Given a new ship and a troublesome crew, Breq is ordered to the only place in the galaxy she will agree to go: Athoek station, to protect the family of a lieutenant she once knew – a lieutenant she murdered in cold blood.

This is a book all about tea, so it should surprise no one that I loved it. Okay, perhaps that’s oversimplifying things a little. After all, Ancillary Sword is a complex novel.

It picks up within a few days of where Ancillary Justice left off. Having been promoted to the rank of Fleet Captain by Anaander Mianaai (or one version, at any rate), Breq is sent to Athoek Station to keep that system stable. Although the system has little strategic value, it is a major producer of the tea on which the empire runs.

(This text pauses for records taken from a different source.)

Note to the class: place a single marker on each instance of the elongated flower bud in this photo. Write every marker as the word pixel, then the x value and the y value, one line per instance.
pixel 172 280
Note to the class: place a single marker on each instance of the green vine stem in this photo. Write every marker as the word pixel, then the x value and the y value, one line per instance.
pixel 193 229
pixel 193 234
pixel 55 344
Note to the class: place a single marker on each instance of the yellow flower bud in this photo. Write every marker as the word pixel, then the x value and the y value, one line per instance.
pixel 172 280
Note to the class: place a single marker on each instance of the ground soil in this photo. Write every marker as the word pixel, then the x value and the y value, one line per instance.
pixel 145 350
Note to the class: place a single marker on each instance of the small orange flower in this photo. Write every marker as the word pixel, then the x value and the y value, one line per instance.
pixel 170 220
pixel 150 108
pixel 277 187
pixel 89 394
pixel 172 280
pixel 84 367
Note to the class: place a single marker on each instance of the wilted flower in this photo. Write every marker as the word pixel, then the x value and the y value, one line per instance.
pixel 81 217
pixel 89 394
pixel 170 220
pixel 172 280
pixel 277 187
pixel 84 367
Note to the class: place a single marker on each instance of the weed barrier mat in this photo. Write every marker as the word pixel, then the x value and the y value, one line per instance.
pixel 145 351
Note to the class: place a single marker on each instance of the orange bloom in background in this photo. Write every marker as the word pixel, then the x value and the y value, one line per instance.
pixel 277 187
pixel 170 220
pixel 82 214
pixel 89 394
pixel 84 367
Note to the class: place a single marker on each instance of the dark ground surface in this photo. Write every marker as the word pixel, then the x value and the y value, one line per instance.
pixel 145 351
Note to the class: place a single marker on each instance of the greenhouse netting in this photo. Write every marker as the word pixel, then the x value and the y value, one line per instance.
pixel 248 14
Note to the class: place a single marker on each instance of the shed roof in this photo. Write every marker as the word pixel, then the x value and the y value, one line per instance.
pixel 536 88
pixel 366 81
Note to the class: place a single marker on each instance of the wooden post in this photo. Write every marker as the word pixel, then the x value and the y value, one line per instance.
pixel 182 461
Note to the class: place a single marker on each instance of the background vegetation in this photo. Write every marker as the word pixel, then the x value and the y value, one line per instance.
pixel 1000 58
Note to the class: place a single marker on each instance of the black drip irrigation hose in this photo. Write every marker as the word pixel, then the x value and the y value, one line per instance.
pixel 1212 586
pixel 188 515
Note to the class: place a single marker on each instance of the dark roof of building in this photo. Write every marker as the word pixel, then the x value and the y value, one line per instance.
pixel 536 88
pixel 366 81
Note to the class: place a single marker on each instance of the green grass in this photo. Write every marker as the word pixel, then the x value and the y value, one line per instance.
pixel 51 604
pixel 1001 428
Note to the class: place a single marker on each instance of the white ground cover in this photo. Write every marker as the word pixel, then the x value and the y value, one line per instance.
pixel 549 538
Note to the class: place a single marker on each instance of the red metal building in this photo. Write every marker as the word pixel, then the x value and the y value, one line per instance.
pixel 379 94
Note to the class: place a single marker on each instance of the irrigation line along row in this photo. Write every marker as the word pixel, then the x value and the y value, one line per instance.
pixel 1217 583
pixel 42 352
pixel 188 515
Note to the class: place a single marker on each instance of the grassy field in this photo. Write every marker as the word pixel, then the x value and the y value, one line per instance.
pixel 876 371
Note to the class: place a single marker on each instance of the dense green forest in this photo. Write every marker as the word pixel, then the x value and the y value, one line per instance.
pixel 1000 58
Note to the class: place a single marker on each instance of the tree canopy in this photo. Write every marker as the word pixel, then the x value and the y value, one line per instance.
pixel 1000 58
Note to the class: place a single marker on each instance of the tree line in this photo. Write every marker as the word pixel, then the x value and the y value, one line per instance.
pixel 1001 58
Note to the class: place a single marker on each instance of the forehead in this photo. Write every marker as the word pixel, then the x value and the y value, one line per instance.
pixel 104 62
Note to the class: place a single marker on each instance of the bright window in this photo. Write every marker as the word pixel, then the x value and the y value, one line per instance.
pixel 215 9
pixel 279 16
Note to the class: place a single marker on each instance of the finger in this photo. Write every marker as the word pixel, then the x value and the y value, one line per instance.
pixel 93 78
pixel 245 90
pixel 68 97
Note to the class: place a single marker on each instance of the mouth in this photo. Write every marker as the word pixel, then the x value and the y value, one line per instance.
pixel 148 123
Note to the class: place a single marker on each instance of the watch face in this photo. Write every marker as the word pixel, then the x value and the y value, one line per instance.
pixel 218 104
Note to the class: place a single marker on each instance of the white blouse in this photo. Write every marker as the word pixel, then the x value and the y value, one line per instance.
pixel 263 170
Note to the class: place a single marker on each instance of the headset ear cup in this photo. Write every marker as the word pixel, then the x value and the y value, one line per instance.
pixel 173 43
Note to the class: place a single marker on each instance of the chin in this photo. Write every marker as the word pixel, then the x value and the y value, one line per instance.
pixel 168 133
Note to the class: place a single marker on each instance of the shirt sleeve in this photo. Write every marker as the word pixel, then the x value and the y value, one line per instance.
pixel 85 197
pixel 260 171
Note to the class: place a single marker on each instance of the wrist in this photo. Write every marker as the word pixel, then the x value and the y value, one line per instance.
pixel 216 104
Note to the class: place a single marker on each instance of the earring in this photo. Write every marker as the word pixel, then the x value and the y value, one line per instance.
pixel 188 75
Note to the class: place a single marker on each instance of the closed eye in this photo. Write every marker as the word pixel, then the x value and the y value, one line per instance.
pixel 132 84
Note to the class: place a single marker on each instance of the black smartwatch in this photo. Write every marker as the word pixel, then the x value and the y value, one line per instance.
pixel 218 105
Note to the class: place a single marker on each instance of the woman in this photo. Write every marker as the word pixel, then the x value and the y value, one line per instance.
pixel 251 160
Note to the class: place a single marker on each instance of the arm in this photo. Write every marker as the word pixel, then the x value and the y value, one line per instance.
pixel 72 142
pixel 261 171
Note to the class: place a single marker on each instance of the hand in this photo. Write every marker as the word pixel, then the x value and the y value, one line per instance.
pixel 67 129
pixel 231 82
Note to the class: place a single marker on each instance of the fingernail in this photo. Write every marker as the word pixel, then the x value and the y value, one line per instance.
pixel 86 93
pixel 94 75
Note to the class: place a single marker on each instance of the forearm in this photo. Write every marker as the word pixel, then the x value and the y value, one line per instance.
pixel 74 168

If that sentence rings some colonial bells for you, it should. The cultivation of tea on Athoek relies in a large part on systemic inequality and oppression, much like it did and continues to do in reality. In Radch the kind of tea one drinks and the quality of the tea service one uses is tied intimately to status. But when you’re the last surviving incarnation of a warship’s AI–one who has seen every waking moment of every crew member, high-born and low–status doesn’t mean much.

Identity was a key theme of Ancillary Justice. Ancillary Sword is a slightly different beast. While it continues to grieve her, Breq is coming to terms with the fact she’s now an individual–albeit one who can connect to her ship in a unique way. The stability of Breq’s identity makes for a more linear story, one that isn’t split over two timelines and is therefore somewhat more comfortable for the reader. However, don’t be fooled into thinking this means you can relax your attention. There are new mysteries afoot and the more linear narrative doesn’t equate to transparent motives from the characters.

Injustice and inequality become the key themes, but interweave with the theme of identity rather than replacing it entirely. One common shortcoming in science fiction is the way any given planet only seems to be home to one race and one culture. Ancillary Sword messes with that by tying it to a colonialist attitude and racism; the high-born characters assume the same thing, conveniently oppressing minority cultures by erasing their existence. However, Breq doggedly acknowledges diversity and in doing so upsets the status quo.

Unsurprisingly, she also acknowledges the other AIs she encounters as entities in their own right and treats them with respect. This makes for an animistic world view that I found fascinating.

There is so much I found interesting in this novel that I could go on for hours. Instead, I will conclude by saying that Ancillary Sword is a story with depth, much like its predecessor. The pacing is perhaps a little slow at first, but, unlike Ancillary Justice, was quick to hook me in and doesn’t suffer from middle-book sag. Overall, it’s a thought-provoking read I highly recommend.